Acquired directly from the artist, late 1960s 
Thence by descent

Exhibited

New Delhi, Gallery Espace, Transits of a Wholetimer, 7 September - 6 October 2012

Literature

S. Kalidas, Transits of a Wholetimer, J. Swaminathan (1928-94), Gallery Espace Art. Pvt. Ltd., New Delhi, 2012, illustration unpaginated

Catalogue Note

Jagdish Swaminathan’s early work is filled with forms and symbols from tribal art. His encounters with indigenous people in India had left a lasting impression upon him. He recalled watching a little boy with a snake bite being treated by the village 'doctor' who kept chanting and throwing water on him. The boy miraculously made a recovery and the snake was set free. This strong belief in old rituals impacted him and his work is replete with traditional forms, animals and elements of nature. (J. Swaminathan: An exhibition of Paintings, Vadehra Art Gallery, 1993) This early work, with its bright and vivid use of colour, is painted in a manner that afforded him the ability to display shapes in a symbolic and novel way.  He has used his pictorial space to convey conceptualised landscapes – with a façade of simplicity.  Swaminathan is essentially presenting the landscapes of India as he sees and interacts with them. He openly rejected the melded Indian traditions with European frameworks and would instead focus upon symbolism and abstracted natural forms.

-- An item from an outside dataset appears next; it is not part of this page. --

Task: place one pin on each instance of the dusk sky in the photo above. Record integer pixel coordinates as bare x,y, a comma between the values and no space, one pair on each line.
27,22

Geometric shapes such as the triangle, rectangle and the circle appear frequently in his works, and they take on a symbolic and religious significance.  The upward pointing triangle can be seen to represent the mountains, which in the Hindu context is seen as the abode of Shiva the ascetic, and this interpretation is further reinforced by the appearance of the snake  below the triangle, both a symbol of Shiva and in itself considered a symbol of fertility and rebirth in the animist religions that predate Hindu beliefs. Here, he has created a new idiom that is both original and distinctive.